When the Christian-democratic conservative Austrian People's Party (ÖVP) together with the right-wing populist Freedom Party (FPÖ) formed a coalition government last December 2017, a new regulation was announced. The government argued that it would ban the hijab for Muslim pupils from kindergarten to elementary school (until the age of 10). Such an initiative is everything but astonishing, since it comes from a right-wing government whose chancellor was arguing that Muslim kindergartens should be closed, while kindergartens of other religious groups are co-financed by the state. Everything but promising was the reaction of the opposition. Again, the Social Democrats were split. Some spoke out against this ban, while others argued that the ban should include even mature pupils until the age of 14. The vice-chancellor and chairman of the right-wing FPÖ even proclaimed that a ban should one day include all pupils and students.
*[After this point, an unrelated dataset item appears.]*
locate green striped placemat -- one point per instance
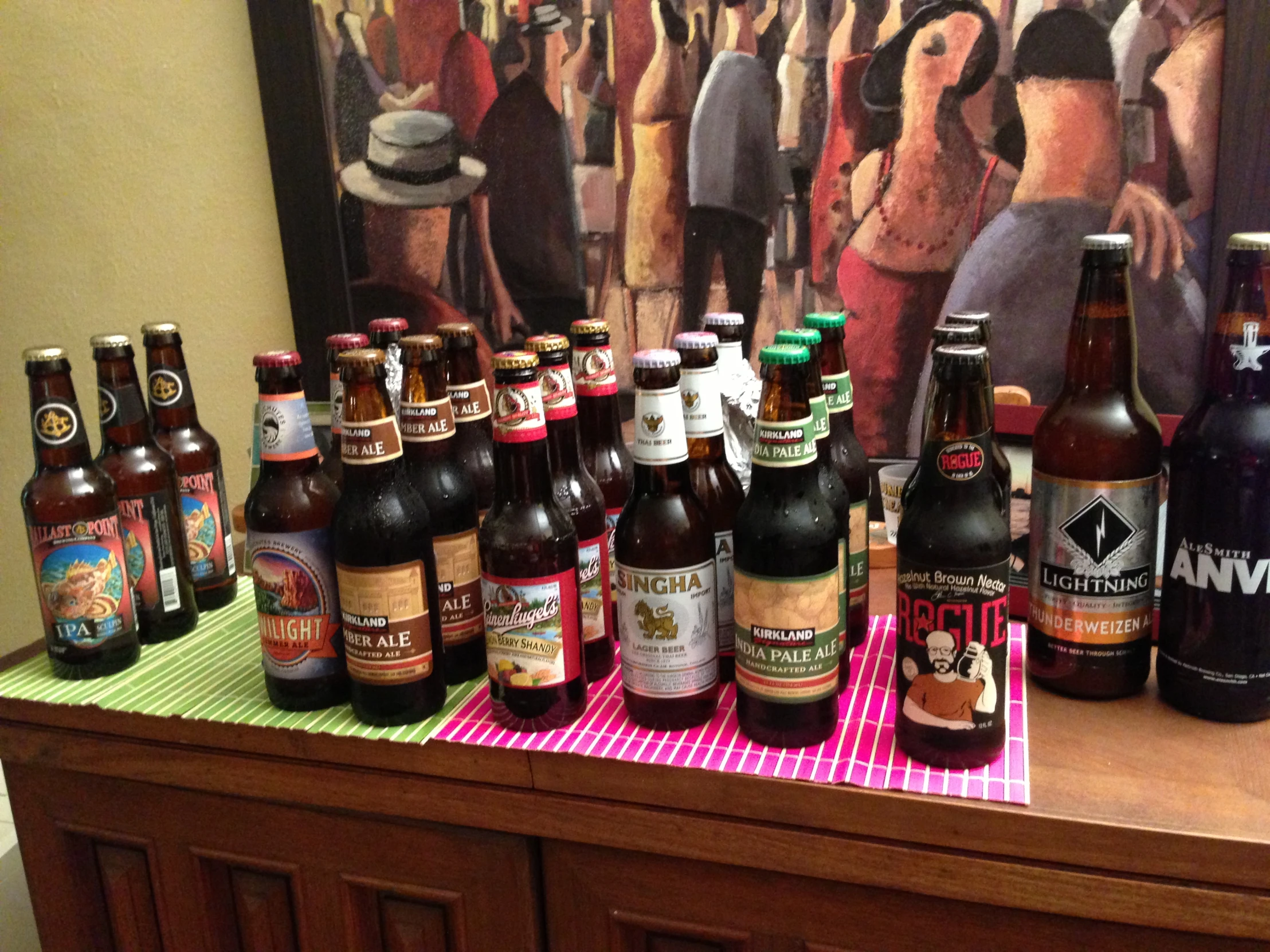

This initiative fits into the pattern of symbolic identity politics, by which the government is attempting to distract the electorate from many of their socially unjust measures.
But it was obvious that such a prohibition would not be easy to implement considering Austria's acceptance of the Universal Declaration of Human Rights and especially the unique legal status of Islam that dates to the Islam Act of 1912 and protects the religious rights of Muslims. As has been the case several times, the current government is strong when it comes to announcing new policies, but weak when it comes to implementation.
When the government realized that it would not be able to include such a ban into an act so easily, it tried to implement a ban of the headscarf in an agreement between the federal government and Austria's nine counties. Very soon, the government declared that the counties would only get federal funds if they agree to implement the ban. Obviously, not all governors, even from among the People's Party, agreed to this and questioned if such an agreement would be reconcilable with constitutionally guaranteed freedom of religion. But since both government parties have invested in spreading Islamophobia for the mobilization of their electorate in the last national elections, both parties must keep their promise by being tough on Muslims.
Hence, the government just recently proclaimed that all counties agreed to the federal government's proposal, which allocates budget to financing kindergartens, while also banning the hijab for children in kindergarten. While Vienna, which is governed by the Social Democrats, just declared that no agreement was made with them, the minister of family affairs (from the ÖVP) repeated her ideological position that "every single hijab is a hijab too much." With this patronizing attitude, the female minister made her stance clear. According to the agreement, the federal government will implement financial cuts for those kindergartens that do not abide by a "catalog of values," which among others contains the hijab ban.
Still, government representatives such as the leader of the right-wing party and vice-chancellor declared that this ban would not mean interference with a religion. This argument is not uttered for superficial reasons, but because the strategy aims to take the hijab out from the realm of religion in order not to violate the constitutionally guaranteed freedom of religion. Hence, the statement by Austria's official Muslim representatives – to include wearing the hijab at this age as a religious praxis, although not duty – will be central. With a strong Muslim leadership, the government may face another defeat in its proclamation to be tough on Muslims.